There is no more pleasant and amusing way to enjoy a game day than to savor one refreshing bottle of an ice-cold beer. Believe it or not, beer tastes better while watching your favorite game- it may be football, basketball, and the likes.
When talking about beers, Asian beers will always be on top of the list. In fact, Asia consumes the most beer out of any continent in the world.
Asian beers are known for being weak, watery brews with very little flavor. Even though the alcohol level differs from every brand, there will always be that distinct taste consistently present in Asian beers.
But which brands do most consumers reach for when they want to chill out while on a game night? Here are some of Asia’s most famous and iconic beers that you might want to try sometimes.
Angkor, Cambodia’s national beer, is inspired by the world-famous Khmer Angkor temples at Siem Reap, which attract thousands of tourists every year. This reasonably ordinary Asian beer made the list for a few reasons.

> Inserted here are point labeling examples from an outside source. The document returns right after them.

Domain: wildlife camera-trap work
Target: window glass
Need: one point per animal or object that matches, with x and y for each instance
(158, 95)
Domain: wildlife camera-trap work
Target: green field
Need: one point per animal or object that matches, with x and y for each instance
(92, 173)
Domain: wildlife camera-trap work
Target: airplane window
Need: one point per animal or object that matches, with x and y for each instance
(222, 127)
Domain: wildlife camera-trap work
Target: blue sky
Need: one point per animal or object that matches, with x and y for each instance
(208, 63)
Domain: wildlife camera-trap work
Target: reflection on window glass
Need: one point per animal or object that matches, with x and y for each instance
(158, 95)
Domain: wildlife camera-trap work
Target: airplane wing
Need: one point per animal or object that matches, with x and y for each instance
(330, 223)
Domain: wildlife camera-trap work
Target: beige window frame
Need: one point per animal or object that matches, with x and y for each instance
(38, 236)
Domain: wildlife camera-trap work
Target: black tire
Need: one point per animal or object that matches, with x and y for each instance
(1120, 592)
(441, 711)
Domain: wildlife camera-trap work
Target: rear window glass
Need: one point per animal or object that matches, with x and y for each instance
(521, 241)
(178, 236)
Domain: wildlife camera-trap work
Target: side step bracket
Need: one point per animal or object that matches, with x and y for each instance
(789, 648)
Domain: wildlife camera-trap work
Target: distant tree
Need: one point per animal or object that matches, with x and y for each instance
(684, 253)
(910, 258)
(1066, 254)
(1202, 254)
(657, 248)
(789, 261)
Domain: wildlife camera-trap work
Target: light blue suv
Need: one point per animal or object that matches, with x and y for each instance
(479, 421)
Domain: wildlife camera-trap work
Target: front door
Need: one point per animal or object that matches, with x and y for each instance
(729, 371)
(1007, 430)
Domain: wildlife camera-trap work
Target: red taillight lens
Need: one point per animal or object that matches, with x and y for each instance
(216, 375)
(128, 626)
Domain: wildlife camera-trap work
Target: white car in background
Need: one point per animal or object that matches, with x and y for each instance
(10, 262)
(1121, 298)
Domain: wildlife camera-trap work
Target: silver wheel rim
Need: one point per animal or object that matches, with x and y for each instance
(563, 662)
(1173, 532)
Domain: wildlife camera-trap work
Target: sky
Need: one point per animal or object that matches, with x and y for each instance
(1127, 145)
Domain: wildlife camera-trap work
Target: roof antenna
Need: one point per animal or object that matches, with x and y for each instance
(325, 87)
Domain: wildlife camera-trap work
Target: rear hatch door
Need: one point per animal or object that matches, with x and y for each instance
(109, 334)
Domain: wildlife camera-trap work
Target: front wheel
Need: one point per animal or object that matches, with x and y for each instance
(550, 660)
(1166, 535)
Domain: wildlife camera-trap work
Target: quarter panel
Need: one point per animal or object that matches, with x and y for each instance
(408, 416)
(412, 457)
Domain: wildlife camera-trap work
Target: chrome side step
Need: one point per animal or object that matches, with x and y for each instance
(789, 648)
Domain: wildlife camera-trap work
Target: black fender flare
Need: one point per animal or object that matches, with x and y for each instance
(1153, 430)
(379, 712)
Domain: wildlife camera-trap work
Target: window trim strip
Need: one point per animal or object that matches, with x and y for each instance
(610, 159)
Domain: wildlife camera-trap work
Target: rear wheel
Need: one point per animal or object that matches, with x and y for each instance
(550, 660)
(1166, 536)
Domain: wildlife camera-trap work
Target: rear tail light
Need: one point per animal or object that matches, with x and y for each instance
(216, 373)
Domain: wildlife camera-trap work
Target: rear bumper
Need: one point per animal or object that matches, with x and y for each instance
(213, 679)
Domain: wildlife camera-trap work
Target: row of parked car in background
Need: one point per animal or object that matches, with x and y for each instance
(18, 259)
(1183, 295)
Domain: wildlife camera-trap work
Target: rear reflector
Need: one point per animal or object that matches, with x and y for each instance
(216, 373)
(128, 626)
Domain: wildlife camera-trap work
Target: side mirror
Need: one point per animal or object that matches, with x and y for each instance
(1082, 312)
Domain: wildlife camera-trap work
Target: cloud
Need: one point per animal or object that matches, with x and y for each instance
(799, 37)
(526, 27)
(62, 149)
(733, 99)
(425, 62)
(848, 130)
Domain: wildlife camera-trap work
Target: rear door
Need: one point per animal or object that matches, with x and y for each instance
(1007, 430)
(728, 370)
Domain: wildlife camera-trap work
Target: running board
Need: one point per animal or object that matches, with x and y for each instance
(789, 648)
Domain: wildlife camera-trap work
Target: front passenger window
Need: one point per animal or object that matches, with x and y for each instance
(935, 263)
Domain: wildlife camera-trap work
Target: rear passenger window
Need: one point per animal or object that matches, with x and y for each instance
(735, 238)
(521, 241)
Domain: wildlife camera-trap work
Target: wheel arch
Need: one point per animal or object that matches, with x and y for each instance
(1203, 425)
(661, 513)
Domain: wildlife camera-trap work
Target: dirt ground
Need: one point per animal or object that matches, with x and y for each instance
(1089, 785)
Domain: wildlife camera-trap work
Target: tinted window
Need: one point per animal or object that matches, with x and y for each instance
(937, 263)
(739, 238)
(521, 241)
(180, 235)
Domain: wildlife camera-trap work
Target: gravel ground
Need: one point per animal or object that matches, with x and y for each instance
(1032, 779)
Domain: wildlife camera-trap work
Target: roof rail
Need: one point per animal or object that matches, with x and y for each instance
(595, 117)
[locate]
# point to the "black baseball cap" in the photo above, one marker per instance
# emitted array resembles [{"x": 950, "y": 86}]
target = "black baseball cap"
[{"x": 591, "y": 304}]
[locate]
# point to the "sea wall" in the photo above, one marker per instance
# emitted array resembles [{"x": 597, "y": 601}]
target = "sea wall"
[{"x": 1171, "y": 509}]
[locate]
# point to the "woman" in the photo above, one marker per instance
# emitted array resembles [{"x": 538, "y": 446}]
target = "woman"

The first is that Angkor Beer is a light and refreshing beer with a savory flavor. The beer is full of mild bitterness, a light hops scent, and a delightful aftertaste. It features crisp malty tones when compared to Cambodia’s other popular tap beers.
This drink is available in 640ml, 320ml bottles and cans, and on tap. It’s sold for as low as 25 cents per glass in Cambodia, making it one of the best-value beers sold in the world. The beer Angkor is a lager. It might not be full-flavored, but it’s remarkably strong for a lager.
Vietnam has a large variety of locally produced beers available in bottles and cans, including Saigon Beer, Vietnam’s most popular and highest-selling brand, made and packaged in Ho Chi Minh City and widely distributed throughout the country.
They create the Saigon Beer with barley and rice, and it has a golden yellow color and a thick, cream-colored head. This beer is a unique lager with a tangy flavor that Vietnamese people believe is gentle and refreshing when consumed outside in the sun. Generally speaking, this beer has a 4.9 percent alcohol level, similar to a Dutch pilsner.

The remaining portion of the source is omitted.